Oosthoek Encyclopedie

Oosthoek's Uitgevers Mij. N.V (1916-1925)

Gepubliceerd op 27-06-2020

gezichtsscherpte

betekenis & definitie

v., (ook: visueel oplossend vermogen), in de oogheelkunde het vermogen om twee afzonderlijke punten in de ruimte ook als afzonderlijke punten waar te nemen.

bindvlies ciliair lichaam (e) geneeskunde. Aan de gezichtsscherpte zijn natuurlijke grenzen gesteld: zowel door het brekend vermogen van het dioptrisch apparaat (hoornvlies, voorste oogkamer, lens en glasachtig lichaam) als door de helderheid van de samenstellende delen hiervan en door de gezondheidstoestand van het netvlies en de hersenen. Een oog heeft een normale brekingstoestand, indien evenwijdig binnenvallende lichtstralen zo gebroken worden dat zij elkaar in één punt (‘brandpunt’, ➝lens) op de gele vlek (emmetropie) ontmoeten. Worden zulke lichtstralen verenigd vóór het netvlies, dan noemt men het oog bijziend. Door een negatieve lens van de juiste sterkte voor het oog te plaatsen, wordt het verenigingspunt van deze lichtstralen naar achteren verplaatst tot op het centrum van het netvlies. Deze bijziendheid (myopie) komt zeer veel voor.

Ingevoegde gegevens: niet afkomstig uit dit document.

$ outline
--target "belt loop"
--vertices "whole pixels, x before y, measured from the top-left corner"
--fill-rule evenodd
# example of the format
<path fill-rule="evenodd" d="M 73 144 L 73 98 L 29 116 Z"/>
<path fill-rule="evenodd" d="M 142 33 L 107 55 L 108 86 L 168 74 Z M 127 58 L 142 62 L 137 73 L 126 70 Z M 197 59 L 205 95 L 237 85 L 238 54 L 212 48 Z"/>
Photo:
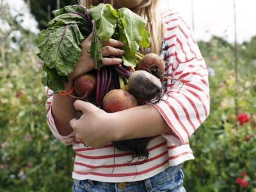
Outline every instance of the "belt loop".
<path fill-rule="evenodd" d="M 88 179 L 88 185 L 90 186 L 90 188 L 92 188 L 94 186 L 94 183 L 93 181 L 91 179 Z"/>
<path fill-rule="evenodd" d="M 150 180 L 149 179 L 144 180 L 145 187 L 147 192 L 152 191 Z"/>

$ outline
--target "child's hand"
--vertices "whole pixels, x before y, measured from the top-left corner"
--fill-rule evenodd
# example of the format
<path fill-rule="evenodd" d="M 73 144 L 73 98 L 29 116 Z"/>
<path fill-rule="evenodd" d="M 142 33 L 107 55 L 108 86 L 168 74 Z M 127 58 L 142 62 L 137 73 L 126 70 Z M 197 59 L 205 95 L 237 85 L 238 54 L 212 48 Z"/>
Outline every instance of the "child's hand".
<path fill-rule="evenodd" d="M 115 140 L 116 132 L 113 130 L 111 113 L 80 100 L 74 105 L 77 111 L 83 113 L 79 119 L 74 118 L 70 122 L 77 140 L 93 148 L 101 147 Z"/>
<path fill-rule="evenodd" d="M 74 70 L 69 76 L 70 80 L 72 81 L 76 77 L 84 74 L 95 68 L 93 58 L 90 56 L 90 51 L 92 33 L 91 33 L 83 42 L 83 50 L 80 53 L 80 58 L 77 62 Z M 122 60 L 119 58 L 106 58 L 109 56 L 119 56 L 124 54 L 124 51 L 118 48 L 124 46 L 122 42 L 110 39 L 108 42 L 102 42 L 101 52 L 102 54 L 102 65 L 112 65 L 120 64 Z"/>

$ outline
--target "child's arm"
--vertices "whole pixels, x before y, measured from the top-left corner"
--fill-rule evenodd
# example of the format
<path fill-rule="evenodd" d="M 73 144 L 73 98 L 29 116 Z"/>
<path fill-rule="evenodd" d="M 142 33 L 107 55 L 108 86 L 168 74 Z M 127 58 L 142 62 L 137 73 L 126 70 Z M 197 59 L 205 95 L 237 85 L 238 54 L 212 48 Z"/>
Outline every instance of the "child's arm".
<path fill-rule="evenodd" d="M 86 74 L 95 68 L 94 60 L 89 54 L 92 35 L 90 35 L 83 42 L 83 51 L 81 53 L 79 61 L 76 65 L 75 69 L 70 74 L 70 81 L 65 84 L 64 91 L 68 92 L 73 86 L 73 80 L 78 76 Z M 122 60 L 119 58 L 108 58 L 109 55 L 120 56 L 124 51 L 118 49 L 124 46 L 124 43 L 110 39 L 108 42 L 102 43 L 102 54 L 103 56 L 102 63 L 105 65 L 119 64 Z M 106 58 L 105 58 L 106 57 Z M 73 93 L 74 94 L 74 93 Z M 69 121 L 76 117 L 77 111 L 74 108 L 74 99 L 68 96 L 61 96 L 58 94 L 54 95 L 51 105 L 51 117 L 52 124 L 56 127 L 58 134 L 61 136 L 68 136 L 74 131 L 69 125 Z"/>
<path fill-rule="evenodd" d="M 206 119 L 209 112 L 206 65 L 190 29 L 180 18 L 175 20 L 168 28 L 175 31 L 166 35 L 170 59 L 166 75 L 181 81 L 168 81 L 168 97 L 154 107 L 147 104 L 107 113 L 76 101 L 76 108 L 84 114 L 70 122 L 77 138 L 100 147 L 113 141 L 162 134 L 180 145 Z"/>
<path fill-rule="evenodd" d="M 94 148 L 113 141 L 153 136 L 170 131 L 157 110 L 146 104 L 108 113 L 93 104 L 77 100 L 74 106 L 84 115 L 70 121 L 78 140 Z"/>

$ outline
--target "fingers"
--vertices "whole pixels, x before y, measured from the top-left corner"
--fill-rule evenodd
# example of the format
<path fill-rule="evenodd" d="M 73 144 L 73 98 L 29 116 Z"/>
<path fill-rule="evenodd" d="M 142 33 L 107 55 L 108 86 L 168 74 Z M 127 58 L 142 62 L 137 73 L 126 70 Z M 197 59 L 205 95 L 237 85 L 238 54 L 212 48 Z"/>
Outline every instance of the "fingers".
<path fill-rule="evenodd" d="M 84 40 L 82 42 L 82 46 L 84 47 L 86 45 L 91 45 L 91 41 L 92 40 L 92 32 L 89 35 L 87 38 Z"/>
<path fill-rule="evenodd" d="M 115 65 L 122 63 L 122 59 L 103 58 L 103 65 Z"/>
<path fill-rule="evenodd" d="M 113 38 L 111 38 L 109 40 L 106 42 L 102 42 L 101 45 L 102 47 L 109 45 L 114 47 L 123 47 L 124 45 L 125 45 L 125 44 L 122 42 Z"/>
<path fill-rule="evenodd" d="M 76 124 L 76 120 L 77 120 L 77 119 L 72 118 L 72 120 L 70 120 L 69 121 L 69 124 L 70 125 L 70 127 L 72 127 L 73 129 L 75 128 L 75 124 Z"/>
<path fill-rule="evenodd" d="M 101 48 L 101 53 L 104 57 L 108 56 L 120 56 L 125 53 L 124 50 L 116 49 L 110 45 L 106 45 Z"/>

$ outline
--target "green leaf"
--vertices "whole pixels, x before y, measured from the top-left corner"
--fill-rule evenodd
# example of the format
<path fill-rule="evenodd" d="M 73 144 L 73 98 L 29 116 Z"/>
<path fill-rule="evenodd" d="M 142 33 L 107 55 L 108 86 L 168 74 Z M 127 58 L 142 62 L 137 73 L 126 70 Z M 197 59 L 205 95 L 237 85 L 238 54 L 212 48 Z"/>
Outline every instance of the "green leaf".
<path fill-rule="evenodd" d="M 108 41 L 112 36 L 119 18 L 118 14 L 109 4 L 100 3 L 89 9 L 89 13 L 95 21 L 98 36 L 102 41 Z"/>
<path fill-rule="evenodd" d="M 41 31 L 38 48 L 44 65 L 55 68 L 60 76 L 68 76 L 79 59 L 84 39 L 77 24 Z"/>
<path fill-rule="evenodd" d="M 79 4 L 68 5 L 59 10 L 52 11 L 52 13 L 55 17 L 67 13 L 77 12 L 85 14 L 85 8 Z"/>
<path fill-rule="evenodd" d="M 117 24 L 118 40 L 125 44 L 122 48 L 125 51 L 122 56 L 123 64 L 135 67 L 137 65 L 135 54 L 140 46 L 149 47 L 150 35 L 145 29 L 145 22 L 141 17 L 125 8 L 119 9 L 118 13 L 120 17 Z"/>
<path fill-rule="evenodd" d="M 131 51 L 136 52 L 140 46 L 142 48 L 149 47 L 150 35 L 145 29 L 146 22 L 145 20 L 126 8 L 119 9 L 118 13 Z"/>
<path fill-rule="evenodd" d="M 93 58 L 95 69 L 99 69 L 101 67 L 100 61 L 103 59 L 101 53 L 101 42 L 97 35 L 95 20 L 92 20 L 93 24 L 93 36 L 90 49 L 90 54 Z"/>

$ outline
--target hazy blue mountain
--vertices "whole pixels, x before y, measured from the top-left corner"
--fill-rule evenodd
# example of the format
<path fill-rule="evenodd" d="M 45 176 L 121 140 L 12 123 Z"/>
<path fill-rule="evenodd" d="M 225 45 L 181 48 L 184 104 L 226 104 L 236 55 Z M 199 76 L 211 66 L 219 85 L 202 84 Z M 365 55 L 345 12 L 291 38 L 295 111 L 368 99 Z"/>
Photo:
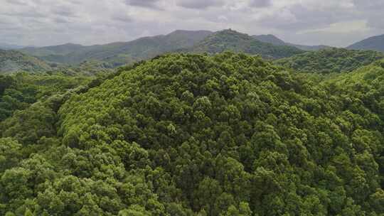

Zij begint meestal bij kinderen in de derde of vierde klas van de lagere school. Soms kan zij zeer ernstig worden. Het oog is dan te groot; oogvliezen, netvlies, vaatvlies en buitenste oogvlies worden dan als het ware uitgerekt en op den duur te dun. Worden de lichtstralen (virtueel) verenigd achter het netvlies, dan spreekt men van over-of verziendheid (hypermetropie). Nu is het oog te klein. Doordat de lens accommodeert, d.i. boller wordt, worden de invallende lichtstralen meer samengebundeld, geconvergeerd, en ontstaat er toch een scherp beeld op het netvlies.

Deze voortdurende inspanning van de lens kan aanleiding geven tot hoofdpijn. Door een passend positieve lens wordt deze extra arbeid van de ooglensspieren overgenomen. Is er geen sprake van lichtstralenvereniging in een brandpunt dan vertoont dat oog ➝astigmatisme. Deze fout kan men opheffen met een cilindrisch geslepen lens.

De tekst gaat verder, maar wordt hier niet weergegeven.